# Installing motherboard to case.



## badnecros (Sep 30, 2008)

HI! 

I recently got the Antec Dark Fleet DF-85

I now have a jumble of cords that i do not no what to do with, and can not find a simple answer on the web for the pin layout. all i need is to know where to put the following pins into the motherboard "Acer EG31M V.1.0"

Power SW: 2pin
Reset SW: 2pin
H.D.D LED: 2pin
Power LED+: 1pin
Power LED-: 1pin

pictures are friends as well.

thank you so much for any help you can provide.

Regards


----------



## makinu1der2 (Jan 1, 2008)

Take a look at the diagram below. This should be the correct wiring for your motherboard.


----------



## badnecros (Sep 30, 2008)

makinu1der2 said:


> Take a look at the diagram below. This should be the correct wiring for your motherboard.

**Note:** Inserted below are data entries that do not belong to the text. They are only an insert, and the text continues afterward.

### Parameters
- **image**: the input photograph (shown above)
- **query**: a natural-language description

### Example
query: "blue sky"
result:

As nice as this diagram is, those plugs are:
A) all on seperate leads
and B) not labled the same as the dagram.

could you tell me where he leads i quoted above correspond in that diagram?

Also, it would help to know the name of the slot that is. (what is said on the motherboard beside it)

Thank youray:


----------



## Dblanchard1278 (Jun 18, 2009)

Anything not labled as a ground is a lead wire or positive, the front pannel wires can be tricky to get working. If you mess up it wont hurt any thing, just unplug the wires and reverse them. Start with the power switch first then move on.


----------



## badnecros (Sep 30, 2008)

Okay, but where on the motherboard should they go? This is the question I needed to know from the beginning. 

Thank


----------



## badnecros (Sep 30, 2008)

Let me rephrase. The port I am plugging the leads from the front panel into, what should it be labeled on the board? 

Also, the leads are labeled in the initial post, which sub-port of the diagram should I insert which set of leads into?


----------